Cette mosaïque cruciale, aride est un lever de voile sur les mécanismes implacables, les turpitudes, les cris dans la nuit noire, femmes en proie aux violences intestines, aux douleurs infinies et soumissions oppressantes.
Beya, prostituée, droguée de force, piégée, frappée , poupée dans les mains d’un proxénète. Beya cherche le visage de Dieu.
« Tu voudrais partir. Et tu fais bien, ici tout n’est que torture. »
Beya, le feu, implacable symbole, telle Marita Verón 23 ans, une fille de 3 ans, le 3 avril 2002, enlevée et asservie par un réseau de traite des femmes. »
Tucumàn en flammes, la poésie consolante alliée de Beya, dans une désolation infinie. Les mots ne jouent pas à la marelle ni avec les rais de lumière. Les faits sont dévoilés, Beya « tu es verte, tu te prends pour un cactus, tu te délires en aleo vera, tu conserves la sève de la haine dans ta chair tuméfiée, tu sens pousser les épines qui éloigneront les dents des chacals merdeux de ces sables pourris, tu offres tes feuilles au soleil qui t’embrasse comme le feu embrasse les injustes au jugement du Seigneur. »
Lire ce fragment est un séisme mental. Magistral, puissant, triste car irrévocable. La prostitution cannibale, s’échapper de l’enfer, un bandeau de feu sur les yeux.
Le deuxième texte étale son arborescence. On pourrait presque mettre un point virgule entre les deux, tant la plume de Gabriela Cabrezón Cámara reste égale, soutenue et presque provocatrice. Le langage même d’une force des combats.
« Elena mon amour, ma vie, mon souffle, ma femme mon mari mon taureau ma donzelle, ma sœur mon amante était malade.Cancer, m’a-t-elle dit. Et incurable. »

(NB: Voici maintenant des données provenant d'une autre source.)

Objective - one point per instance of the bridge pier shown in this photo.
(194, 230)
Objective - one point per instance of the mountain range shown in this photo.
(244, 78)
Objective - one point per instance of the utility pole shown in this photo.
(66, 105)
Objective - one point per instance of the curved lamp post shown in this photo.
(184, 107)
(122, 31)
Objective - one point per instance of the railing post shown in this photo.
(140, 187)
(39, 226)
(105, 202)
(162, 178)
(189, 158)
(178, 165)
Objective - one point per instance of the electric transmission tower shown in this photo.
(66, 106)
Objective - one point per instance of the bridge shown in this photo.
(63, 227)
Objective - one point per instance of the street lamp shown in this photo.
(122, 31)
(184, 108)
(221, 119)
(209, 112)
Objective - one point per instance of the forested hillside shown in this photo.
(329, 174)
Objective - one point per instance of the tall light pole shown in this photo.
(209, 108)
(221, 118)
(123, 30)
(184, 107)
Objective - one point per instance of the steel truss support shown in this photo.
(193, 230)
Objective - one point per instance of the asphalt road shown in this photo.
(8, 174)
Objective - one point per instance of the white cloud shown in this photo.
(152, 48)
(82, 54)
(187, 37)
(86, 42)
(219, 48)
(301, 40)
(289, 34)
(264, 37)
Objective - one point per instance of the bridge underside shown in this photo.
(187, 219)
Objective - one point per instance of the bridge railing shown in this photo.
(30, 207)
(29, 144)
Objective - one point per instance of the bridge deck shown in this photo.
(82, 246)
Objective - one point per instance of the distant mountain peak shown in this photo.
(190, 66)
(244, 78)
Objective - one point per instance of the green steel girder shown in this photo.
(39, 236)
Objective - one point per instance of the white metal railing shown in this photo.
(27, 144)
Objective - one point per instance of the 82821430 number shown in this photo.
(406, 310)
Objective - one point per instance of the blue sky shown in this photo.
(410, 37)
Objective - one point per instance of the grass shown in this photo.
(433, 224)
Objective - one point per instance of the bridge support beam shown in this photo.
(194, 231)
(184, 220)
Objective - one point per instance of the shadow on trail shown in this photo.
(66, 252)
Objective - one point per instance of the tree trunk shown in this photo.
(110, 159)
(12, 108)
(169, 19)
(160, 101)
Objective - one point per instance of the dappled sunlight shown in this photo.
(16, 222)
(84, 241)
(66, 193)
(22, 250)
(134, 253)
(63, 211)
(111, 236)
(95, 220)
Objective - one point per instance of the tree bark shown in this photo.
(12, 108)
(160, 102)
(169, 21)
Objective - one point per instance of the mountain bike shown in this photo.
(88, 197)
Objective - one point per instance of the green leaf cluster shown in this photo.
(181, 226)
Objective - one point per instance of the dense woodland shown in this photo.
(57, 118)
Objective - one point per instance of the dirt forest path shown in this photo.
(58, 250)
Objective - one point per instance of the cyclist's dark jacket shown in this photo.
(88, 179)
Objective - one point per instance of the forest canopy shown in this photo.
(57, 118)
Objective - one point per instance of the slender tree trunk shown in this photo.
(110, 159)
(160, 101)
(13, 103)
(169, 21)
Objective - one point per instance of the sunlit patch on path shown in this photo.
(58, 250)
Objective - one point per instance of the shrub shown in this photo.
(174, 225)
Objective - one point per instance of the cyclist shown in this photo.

« Romance de la Noire blonde » politique, un pavé dans la mare, contre-poids et fulgurance. Contemporain et sociétal, l’œuvre-femme, arborescence sociologique.
« Sacrifice. Assise à la frontière de l’œuvre, je serai ton Vatican, tes militaires, tes penthouses en plein Buenos Aires, ma bonze consumée dans l’explosion. »
Ce texte de compassion mêlée, grêles sur les toits, l’habitus tremblement de terre, le féminisme à cris et larmes, la belle Gabi, le feu.
Ici, la littérature berce les femmes et propulse leurs voix et leurs corps. Ce qui arrive dans cet esclavagisme, dans ces bouleversements où elles ne sont plus que des proies et des luttes, des sourires effacés et l’anéantissement même de leur condition. La mort ne sera pas l’oubli.
La trame est un étendard , un flambeau.
Un livre qui forme un triangle avec « Oscura ». C’est au lecteur de continuer le combat. Ce livre, ode à elles, à ceux de l’ombre, aux sans-voix et aux murmures à peine audibles, un livre que l’on dédie aux femmes d’Argentine et à celle du monde. C’est une histoire à répéter. Que le silence n’octroie pas la finitude.
Bouleversant, les éditions de l’Ogre viennent de mettre au monde ce que le renom à de plus fort et de plus crucial. Traduit avec brio de l’espagnol (Argentine) par Guillaume Contré.